Generative Adversarial Networks are all the rage, both for their practical applications and creative output. In this blog post, I'll go over what GANs are, how they work, and a few flavors of GANs that have lead to the current state of the art research in Generative networks.

The goal of Generative Adversarial Network are to produce synthetic  images that look like images from the training set. That is if you feed in images of dogs into a GANs, it should produce an unlimited variety of dog like images. GANs accomplish this by attempting to learn the probability distribution of the training set.

The Network

DCGAN Network

Learning the probability distribution of the generated data distribution from the input data is  done by setting up two distinct neural network that work learn in tandem in a minimax game. The generator network (G) is trying to generate images that look like they are from the training set, while the discriminator (D) network is attempting to determine whether a given image was produced by the generator, or from the training set. The discriminator will act as a traditional binary classifier, determining whether the output of the generator is real or fake and generating a 1 (real) or 0 (fake) and a softmax probability. This game plays out over a series of epochs. At fist, neither the generator or discriminator perform well. As learning progresses and the gradients are passed back to each network, both improve their performance.

The DCGANs Generator

The generator networks job is to produce images that look like they could be from the training set. The generator samples from a random z vector, and through a series of convolutional layers, upsamples that noise into a 64x64x3 image where 64 are the height and width of the pixels and 3 is the RBG color value for each pixel. This upsampling is done through a series of fractional strided (transposed) convolution layers.

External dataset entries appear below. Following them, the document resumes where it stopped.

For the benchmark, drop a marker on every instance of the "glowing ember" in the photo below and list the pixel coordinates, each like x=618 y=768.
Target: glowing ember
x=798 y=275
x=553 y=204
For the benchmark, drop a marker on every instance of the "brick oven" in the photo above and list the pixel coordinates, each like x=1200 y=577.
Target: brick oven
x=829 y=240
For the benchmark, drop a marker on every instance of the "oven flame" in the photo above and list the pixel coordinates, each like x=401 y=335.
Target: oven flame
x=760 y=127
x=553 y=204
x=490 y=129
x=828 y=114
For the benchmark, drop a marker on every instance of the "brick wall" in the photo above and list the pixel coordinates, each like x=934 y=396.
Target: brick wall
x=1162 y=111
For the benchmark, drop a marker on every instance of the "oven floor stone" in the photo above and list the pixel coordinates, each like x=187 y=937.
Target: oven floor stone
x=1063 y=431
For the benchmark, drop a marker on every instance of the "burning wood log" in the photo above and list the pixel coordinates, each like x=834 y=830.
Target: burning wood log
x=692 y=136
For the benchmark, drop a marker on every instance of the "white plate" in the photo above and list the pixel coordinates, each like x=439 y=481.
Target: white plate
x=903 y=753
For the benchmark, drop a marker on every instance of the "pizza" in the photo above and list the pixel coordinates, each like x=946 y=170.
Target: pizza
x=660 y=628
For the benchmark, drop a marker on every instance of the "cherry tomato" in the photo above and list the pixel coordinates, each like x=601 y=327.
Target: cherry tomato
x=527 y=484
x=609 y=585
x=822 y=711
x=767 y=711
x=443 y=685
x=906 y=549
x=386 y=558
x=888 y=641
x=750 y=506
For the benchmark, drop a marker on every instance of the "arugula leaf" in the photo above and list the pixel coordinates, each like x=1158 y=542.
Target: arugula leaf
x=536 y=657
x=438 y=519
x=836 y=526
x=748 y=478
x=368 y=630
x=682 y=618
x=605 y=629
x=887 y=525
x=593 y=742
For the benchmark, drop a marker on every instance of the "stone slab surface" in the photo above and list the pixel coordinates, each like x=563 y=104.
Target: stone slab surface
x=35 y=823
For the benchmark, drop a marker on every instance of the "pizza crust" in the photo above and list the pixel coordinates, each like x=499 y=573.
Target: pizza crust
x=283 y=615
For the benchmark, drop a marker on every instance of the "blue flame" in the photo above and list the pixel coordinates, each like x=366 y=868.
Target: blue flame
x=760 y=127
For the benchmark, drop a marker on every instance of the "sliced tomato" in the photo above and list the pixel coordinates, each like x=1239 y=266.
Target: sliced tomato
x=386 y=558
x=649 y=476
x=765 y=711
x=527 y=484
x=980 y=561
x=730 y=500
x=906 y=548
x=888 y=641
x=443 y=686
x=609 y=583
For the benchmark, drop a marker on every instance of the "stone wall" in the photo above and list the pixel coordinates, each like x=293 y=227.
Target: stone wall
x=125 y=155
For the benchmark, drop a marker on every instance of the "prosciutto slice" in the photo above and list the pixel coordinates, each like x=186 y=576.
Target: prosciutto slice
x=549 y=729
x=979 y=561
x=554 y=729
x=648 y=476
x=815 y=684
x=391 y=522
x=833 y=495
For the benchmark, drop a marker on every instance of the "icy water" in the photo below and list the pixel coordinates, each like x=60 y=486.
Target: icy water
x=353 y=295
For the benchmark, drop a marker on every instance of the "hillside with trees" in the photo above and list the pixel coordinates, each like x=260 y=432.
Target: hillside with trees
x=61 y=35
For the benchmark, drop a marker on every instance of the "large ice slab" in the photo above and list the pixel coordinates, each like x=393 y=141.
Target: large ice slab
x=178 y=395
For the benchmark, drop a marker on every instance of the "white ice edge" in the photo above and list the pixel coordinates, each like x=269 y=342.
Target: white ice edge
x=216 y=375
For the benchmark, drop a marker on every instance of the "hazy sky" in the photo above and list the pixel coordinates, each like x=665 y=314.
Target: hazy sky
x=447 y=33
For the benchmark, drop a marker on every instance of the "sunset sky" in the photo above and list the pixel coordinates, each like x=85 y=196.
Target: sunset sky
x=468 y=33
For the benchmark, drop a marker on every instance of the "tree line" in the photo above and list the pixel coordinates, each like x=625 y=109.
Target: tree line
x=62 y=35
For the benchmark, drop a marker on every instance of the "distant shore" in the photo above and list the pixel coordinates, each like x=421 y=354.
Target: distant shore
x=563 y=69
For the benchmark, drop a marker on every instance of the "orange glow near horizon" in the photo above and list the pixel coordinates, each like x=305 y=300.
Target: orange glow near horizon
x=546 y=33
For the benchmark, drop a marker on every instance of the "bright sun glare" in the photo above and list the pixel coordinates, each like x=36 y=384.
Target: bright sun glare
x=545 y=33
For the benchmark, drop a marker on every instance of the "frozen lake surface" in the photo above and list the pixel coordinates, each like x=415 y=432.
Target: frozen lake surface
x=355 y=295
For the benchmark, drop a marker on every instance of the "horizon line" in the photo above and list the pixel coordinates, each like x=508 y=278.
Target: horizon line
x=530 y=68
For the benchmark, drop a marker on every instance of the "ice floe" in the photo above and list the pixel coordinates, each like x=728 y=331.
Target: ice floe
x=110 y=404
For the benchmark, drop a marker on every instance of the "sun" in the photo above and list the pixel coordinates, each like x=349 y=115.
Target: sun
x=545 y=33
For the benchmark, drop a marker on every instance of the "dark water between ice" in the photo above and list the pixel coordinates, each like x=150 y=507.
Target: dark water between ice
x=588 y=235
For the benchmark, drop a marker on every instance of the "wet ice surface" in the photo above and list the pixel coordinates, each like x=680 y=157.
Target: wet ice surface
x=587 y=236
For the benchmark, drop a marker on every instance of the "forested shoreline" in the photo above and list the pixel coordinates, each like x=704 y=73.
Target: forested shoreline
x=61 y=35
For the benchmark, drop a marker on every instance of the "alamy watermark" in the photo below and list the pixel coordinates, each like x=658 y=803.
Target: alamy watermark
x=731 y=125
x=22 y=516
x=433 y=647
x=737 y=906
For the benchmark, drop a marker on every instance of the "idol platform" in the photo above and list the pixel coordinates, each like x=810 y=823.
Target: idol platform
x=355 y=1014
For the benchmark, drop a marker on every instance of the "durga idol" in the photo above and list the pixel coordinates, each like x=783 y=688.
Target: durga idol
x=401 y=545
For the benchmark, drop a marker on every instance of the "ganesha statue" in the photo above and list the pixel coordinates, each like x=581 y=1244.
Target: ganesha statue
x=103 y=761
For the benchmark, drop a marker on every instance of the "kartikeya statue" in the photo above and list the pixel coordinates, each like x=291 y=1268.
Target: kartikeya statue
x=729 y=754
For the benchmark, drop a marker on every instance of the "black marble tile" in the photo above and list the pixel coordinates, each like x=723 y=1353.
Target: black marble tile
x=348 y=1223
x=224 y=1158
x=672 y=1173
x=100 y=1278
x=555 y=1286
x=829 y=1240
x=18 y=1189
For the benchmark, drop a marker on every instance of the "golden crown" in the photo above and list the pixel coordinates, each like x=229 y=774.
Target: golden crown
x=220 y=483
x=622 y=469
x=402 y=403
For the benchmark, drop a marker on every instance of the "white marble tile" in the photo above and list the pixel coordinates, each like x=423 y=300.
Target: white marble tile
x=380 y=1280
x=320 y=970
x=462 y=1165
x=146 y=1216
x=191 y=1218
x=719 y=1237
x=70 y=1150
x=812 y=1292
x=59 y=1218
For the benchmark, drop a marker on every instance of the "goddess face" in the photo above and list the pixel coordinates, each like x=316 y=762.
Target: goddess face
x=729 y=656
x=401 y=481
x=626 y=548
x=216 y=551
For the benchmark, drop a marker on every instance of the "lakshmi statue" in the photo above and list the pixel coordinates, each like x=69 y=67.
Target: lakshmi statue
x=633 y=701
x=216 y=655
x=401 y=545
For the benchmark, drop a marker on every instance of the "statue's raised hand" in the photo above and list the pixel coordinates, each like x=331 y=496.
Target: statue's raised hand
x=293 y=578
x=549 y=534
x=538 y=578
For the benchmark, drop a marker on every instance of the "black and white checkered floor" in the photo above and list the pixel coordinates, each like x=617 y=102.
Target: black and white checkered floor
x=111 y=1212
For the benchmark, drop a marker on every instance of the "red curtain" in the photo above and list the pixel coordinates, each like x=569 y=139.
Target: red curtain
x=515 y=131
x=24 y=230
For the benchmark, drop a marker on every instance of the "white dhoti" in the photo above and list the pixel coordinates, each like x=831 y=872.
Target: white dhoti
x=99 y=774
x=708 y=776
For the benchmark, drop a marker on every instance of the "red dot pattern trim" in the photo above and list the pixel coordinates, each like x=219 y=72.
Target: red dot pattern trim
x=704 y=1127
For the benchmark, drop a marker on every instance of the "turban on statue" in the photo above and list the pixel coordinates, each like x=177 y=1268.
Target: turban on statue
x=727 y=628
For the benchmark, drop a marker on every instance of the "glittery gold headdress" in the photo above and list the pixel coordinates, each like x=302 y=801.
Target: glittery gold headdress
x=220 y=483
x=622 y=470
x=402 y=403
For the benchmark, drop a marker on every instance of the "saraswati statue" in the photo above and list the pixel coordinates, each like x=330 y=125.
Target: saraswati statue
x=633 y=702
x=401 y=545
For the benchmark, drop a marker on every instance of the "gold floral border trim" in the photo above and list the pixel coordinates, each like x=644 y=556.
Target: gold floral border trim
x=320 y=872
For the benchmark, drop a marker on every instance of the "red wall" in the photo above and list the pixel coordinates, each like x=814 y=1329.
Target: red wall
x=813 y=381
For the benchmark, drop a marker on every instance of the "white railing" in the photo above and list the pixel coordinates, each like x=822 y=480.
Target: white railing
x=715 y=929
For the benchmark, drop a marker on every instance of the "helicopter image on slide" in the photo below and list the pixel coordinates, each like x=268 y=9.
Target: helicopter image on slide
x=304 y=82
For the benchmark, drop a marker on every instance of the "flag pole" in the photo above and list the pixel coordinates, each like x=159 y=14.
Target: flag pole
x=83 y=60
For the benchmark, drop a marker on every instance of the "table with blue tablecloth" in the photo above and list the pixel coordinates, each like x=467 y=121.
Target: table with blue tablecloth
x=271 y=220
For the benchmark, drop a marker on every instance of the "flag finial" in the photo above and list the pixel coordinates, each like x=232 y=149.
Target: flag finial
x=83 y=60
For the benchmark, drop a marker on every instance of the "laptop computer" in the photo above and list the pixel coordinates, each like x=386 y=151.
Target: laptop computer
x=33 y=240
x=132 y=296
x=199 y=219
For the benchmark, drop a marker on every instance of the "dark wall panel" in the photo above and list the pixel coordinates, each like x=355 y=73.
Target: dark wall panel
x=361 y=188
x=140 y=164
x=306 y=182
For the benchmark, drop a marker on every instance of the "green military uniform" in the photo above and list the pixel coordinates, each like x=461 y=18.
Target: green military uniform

Fractional Strided Convolutions (Generator)

The DCGANs Discriminator

The discriminator networks job is to determine whether the image is a generated 'fake' image or a real image. The discriminator samples receives an image, and through a series of convolutional layers, downsamples the image into a fractional probability output where 0 is a fake image and 1 is a real image.  This downsampling is done through a series of strided convolution layers. The discriminator network works like a typical CNN with in any binary classification situation. Here, a 5x5 is fed into a convolutional layer with a stride is 2, a kernel of 3x3, the padding is deactivated. This results in a 2x2 image.

Strided Convolutions (Discriminator)

The probability distributions for the fake image start to take shape in relation to the distribution of the real images over a series of epochs. The loss is calculated between the distributions and the gradients are passed back to the generator and discriminator. We measure the difference between the distributions with KL divergence or JS divergence for DCGANs. In relation to Vanilla GANs, DCGANs makes a couple of additional changes to the network architecture. Namely they 1) use batchnorm in both the generator and the discriminator,  2) Remove fully connected hidden layers for deeper architectures 3) Use ReLU activation in generator for all layers except for the output, which uses Tanh 4) Use LeakyReLU activation in the discriminator for all layers. For Wasserstein GANs (WGAN), we use Wasserstien distance, or Earth Movers Distance (EMD).

Generative Output

As we can see from the gif below, the generated images will typically start out as white noise, as neither the generator or discriminator know anything about the training set. As the loss for both the generator and discriminator drop, the generated images start to take the shape of their intended targets. Here we see the output of DCGANs over a series of epochs using the MNIST dataset of hand written digits.

DCGAN output of MNIST digits over the first few epochs 

The Proliferation of GANs

In 2019 the MNIST results aren't remotely impressive. Over the past 4 year, GANs have developed, adopting strategies to produce highly realistic images that are difficult to tell apart from real images. While DCGANs was a breakthrough in term of image quality, more advanced network like NVIDIA's Progressive Growing of GANs and Googles BigGANS have produced hyper realistic images.

Results from NVIDIAs Progressive Growing GANs

Applications

There are plenty of practical applications for GANs including data augmentations, simulations for reinforcement learning, super resolution, privacy preservation, anomaly detection, discriminative modeling, domain adaptation and adversarial training.